PostHeaderIcon Displaying the Late Schedule in MS Project

Knowing the latest dates that we can start and finish tasks without impacting the overall project schedule is key to effective time management, especially for those projects where schedule is the least flexible component (see Flexibility Matrix).

Like the critical path itself however, Microsoft Project does not display this information by default. But we can easily set up the display options to reflect the late dates as in the example below:

Late Schedule Example

Here’s how we configure this. First we display the critical path:

  • From the menu, select View, Gantt Chart
  • Then click the Gantt Chart Wizard button on the Formatting toolbar
  • Select “Critical Path”, then Finish, Format It, Exit Wizard.

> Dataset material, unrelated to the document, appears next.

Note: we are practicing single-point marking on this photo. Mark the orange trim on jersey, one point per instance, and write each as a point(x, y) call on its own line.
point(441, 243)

The critical path tasks are now visible in red. Next we set up the late schedule for the noncritical (blue) tasks:

  • On the menu, select Format, Bar Styles
  • Then click Insert Row to add a row just above the Critical Path display row (note that inserting a row at the top of the list may not work)
  • Enter “Late Schedule” for the ‘Name’ and select your preferred bar styles for the ‘Appearance’ – (in the example above I used a navy horizontal line bounded by small triangles)
  • Select “Normal, Noncritical” for ‘Show For … Tasks’
  • Lastly ensure that you select ‘From’ “Late Start” and ‘To’ “Late Finish”
  • Click “OK”

Now you should see the late schedule bars showing for the noncritical tasks indicating the latest each task can start and finish.

Useful Information

Showing the columns for Total Slack (the difference between the early and late dates) and Free Slack (how long a task can be delayed without delaying a sucessor task) as in the simple example above tells us the following:

  • The critical path runs through tasks E, G, J
  • The noncritical tasks have varying total slack
    • Tasks B, C, H, L have only 2 days, so are near critical and should be monitored closely for any slippage
    • Tasks A, K have 7 days
    • Task F can be delayed by up to 11 days before the project finish date is impacted
  • Tasks B and C have zero free slack so any delay will immediately impact their successor tasks

Track the Slack

Knowing not only which tasks are critical and which are not, but also how much float or slack there is on each non-critical task, helps us prioritize work (according to slack value) and monitor trends in schedule variance (changes in slack week-to-week).